Connections: Red Flags

The news that anti-Semitism is rising in this country today, here as well as around the world, has to be confronted

Anyone who reads this column will have an idea of where I stand politically, but they haven’t heard much, if anything, from me about religion. My first husband and I used to say we had the same religion, by which we meant none. Our notion was that my Jewishness and his Protestantism were entirely secular. (It will remain for our children to say whether they missed a religious upbringing.)

Ev went a step farther than most. Coming home from college one day, at a time when The Star still did job printing, he found a membership booklet being prepared for the East Hampton Presbyterian Church — and physically lifted his name off the page. Those were still the days of what was called “hot type,” but even if you don’t know much about printing before computerization you can imagine how it worked. 

I grew up in a household that was one generation removed from Jewish immigration, and with the adults around me I learned about what happened to European Jews during World War II. My maternal grandfather had arrived here in about 1906 during a period of frequent pogroms in Bessarabia. I understood why he often said we could not trust anyone who wasn’t Jewish. I didn’t believe him, but I didn’t argue, either. 

Like my Jewish relatives today, I have always been comfortable in my ethnicity. Jews had a significant presence in the Bayonne, N.J., of my childhood. That community wasn’t free from bigotry; I sometimes heard bad comments about the black minority, although I never witnessed hatred in some physical form. Coming to East Hampton, I found that my mother-in-law, Jeannette Edwards Rattray, stood tall against prejudice. Out to dinner one night she told an East Hampton relative a thing or two when he came to our table and started denigrating Jews. I knew anti-Semitism existed here, as elsewhere, but it never seemed to warrant much attention. Haters will hate. 

But the news that anti-Semitism is rising in this country today, here as well as around the world, has to be confronted. According to data from the Anti-Defamation League, anti-Semitic incidents in the United States surged more than one-third in 2016 and jumped 86 percent in the first quarter of 2017. The increase includes harassment, particularly since last November, and a doubling of anti-Semitic bullying and vandalism in nondenominational schools serving kindergarten through 12th grade.

It may be coincidental that anti-Semitism has been more frequent since last November, when Donald J. Trump was elected, or it may be simply that his election, combined with the flourishing of social media, unleashed hate and hate groups that had heretofore kept to the shadows. President Trump’s attempts to hold back immigration, particularly of Muslims, and his callous attitude toward unaccompanied minors entering this country from across our Southern borders, not to mention the Dreamers, who were brought here as children, fit an unacceptable pattern. Who will be targeted next? 

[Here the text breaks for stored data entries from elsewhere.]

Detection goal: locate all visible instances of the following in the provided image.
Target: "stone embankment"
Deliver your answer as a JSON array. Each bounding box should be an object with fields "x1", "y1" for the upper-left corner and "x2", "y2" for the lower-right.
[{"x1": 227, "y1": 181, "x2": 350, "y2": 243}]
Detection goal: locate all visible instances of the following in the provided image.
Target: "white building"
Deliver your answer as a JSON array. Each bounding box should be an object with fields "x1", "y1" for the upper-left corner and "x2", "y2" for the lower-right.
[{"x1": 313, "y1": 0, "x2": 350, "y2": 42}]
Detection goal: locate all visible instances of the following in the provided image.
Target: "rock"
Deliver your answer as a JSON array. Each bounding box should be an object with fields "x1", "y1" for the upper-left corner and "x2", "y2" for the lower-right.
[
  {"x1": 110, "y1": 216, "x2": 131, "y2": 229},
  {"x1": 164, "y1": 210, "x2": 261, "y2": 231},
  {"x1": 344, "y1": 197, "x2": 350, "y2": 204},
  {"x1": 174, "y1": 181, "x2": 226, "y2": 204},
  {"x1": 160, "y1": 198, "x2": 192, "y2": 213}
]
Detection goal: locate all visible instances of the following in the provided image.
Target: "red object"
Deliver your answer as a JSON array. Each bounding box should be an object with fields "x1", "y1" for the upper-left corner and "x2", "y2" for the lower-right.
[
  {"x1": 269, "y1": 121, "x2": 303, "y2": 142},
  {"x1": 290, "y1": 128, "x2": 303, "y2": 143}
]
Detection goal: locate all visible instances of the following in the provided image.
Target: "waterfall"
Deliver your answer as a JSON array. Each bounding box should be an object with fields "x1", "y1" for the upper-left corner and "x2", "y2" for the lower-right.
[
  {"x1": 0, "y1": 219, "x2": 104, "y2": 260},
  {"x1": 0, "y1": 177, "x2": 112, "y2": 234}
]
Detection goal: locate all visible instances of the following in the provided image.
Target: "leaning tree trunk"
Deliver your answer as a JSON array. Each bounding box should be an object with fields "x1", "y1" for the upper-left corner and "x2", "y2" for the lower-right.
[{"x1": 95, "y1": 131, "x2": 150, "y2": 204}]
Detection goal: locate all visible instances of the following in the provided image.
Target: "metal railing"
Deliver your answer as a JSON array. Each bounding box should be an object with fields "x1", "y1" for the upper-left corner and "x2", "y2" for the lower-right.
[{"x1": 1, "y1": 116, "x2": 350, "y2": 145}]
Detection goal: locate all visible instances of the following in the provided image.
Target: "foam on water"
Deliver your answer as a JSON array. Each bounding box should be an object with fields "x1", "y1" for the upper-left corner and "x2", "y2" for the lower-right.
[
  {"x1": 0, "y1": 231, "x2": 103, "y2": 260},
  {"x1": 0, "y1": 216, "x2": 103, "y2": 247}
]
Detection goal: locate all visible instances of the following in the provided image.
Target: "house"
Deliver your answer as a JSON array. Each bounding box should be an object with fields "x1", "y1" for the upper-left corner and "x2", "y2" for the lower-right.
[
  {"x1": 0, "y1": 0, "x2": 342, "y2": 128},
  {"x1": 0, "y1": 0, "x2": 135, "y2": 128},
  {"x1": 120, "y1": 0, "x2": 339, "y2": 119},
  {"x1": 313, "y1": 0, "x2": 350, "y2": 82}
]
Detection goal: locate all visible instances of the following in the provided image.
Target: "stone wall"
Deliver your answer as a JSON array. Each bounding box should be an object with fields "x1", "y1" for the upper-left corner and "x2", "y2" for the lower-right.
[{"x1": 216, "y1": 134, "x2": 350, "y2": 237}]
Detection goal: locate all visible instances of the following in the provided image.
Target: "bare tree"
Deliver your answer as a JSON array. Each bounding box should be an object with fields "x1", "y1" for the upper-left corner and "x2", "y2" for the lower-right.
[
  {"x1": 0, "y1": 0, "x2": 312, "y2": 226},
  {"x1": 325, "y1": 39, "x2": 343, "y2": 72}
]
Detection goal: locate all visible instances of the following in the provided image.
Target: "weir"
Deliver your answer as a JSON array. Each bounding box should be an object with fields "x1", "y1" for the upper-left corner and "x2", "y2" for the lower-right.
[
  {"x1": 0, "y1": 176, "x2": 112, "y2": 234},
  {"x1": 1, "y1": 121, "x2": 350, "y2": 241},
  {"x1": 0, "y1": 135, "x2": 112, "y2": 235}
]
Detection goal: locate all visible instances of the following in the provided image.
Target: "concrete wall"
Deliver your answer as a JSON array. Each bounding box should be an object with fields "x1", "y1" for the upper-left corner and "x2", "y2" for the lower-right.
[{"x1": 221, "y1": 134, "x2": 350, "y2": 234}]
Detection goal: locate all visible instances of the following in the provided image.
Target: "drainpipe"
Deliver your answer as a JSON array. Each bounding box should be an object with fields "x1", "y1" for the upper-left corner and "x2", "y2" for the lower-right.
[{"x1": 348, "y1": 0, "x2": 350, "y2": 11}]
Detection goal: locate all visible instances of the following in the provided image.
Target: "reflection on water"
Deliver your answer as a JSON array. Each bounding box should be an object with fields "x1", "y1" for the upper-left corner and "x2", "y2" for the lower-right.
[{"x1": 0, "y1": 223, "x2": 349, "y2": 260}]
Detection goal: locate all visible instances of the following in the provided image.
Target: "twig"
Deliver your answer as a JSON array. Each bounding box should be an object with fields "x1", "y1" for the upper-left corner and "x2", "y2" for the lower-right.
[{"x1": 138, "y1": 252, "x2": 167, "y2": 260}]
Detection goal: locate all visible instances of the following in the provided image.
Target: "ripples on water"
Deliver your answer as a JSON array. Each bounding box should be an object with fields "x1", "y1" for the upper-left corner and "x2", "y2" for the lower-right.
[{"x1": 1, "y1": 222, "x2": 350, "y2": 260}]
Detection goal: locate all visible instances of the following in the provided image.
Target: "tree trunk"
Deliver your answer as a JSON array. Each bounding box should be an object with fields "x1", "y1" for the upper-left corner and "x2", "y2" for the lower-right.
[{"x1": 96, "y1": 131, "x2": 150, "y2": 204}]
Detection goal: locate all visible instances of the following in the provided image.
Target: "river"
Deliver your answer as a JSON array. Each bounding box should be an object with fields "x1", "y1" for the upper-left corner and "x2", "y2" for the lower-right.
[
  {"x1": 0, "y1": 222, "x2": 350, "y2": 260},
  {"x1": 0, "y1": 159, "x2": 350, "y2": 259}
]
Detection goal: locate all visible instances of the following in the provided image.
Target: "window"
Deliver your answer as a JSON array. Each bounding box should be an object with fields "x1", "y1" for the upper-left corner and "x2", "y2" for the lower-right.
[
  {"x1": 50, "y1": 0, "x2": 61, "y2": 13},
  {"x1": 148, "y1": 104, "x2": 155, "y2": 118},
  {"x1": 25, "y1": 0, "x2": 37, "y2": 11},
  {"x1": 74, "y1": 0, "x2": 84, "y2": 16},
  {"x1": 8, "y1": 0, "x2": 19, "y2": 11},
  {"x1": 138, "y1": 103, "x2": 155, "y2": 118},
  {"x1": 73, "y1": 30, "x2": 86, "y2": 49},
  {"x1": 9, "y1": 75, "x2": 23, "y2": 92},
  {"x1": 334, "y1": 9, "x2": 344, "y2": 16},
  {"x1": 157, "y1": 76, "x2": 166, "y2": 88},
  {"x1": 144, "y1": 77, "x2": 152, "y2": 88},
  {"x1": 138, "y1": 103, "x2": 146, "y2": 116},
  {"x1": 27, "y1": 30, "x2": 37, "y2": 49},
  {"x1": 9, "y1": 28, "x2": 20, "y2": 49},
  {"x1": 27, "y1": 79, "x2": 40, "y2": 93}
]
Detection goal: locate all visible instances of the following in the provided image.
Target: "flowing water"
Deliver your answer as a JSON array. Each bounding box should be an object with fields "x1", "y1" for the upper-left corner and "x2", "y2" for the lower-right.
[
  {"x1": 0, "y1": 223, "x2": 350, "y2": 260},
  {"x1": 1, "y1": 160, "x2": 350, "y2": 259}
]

Mr. Trump’s lukewarm response in August to the white nationalist march in Charlottesville, Va., which resulted in a protester’s death, is a case in point. Satisfied that he is not an anti-Semite because his daughter converted to Judaism upon marrying Jared Kushner, he may not have heard the white supremists in Charlottesville who chanted “You shall not replace us” and “Jews will not replace us.” Or he might not have found that offensive. 

We cannot know what is in the president’s heart, but I do trust that our community’s leaders and school and religious officials understand how serious this is and are on the alert.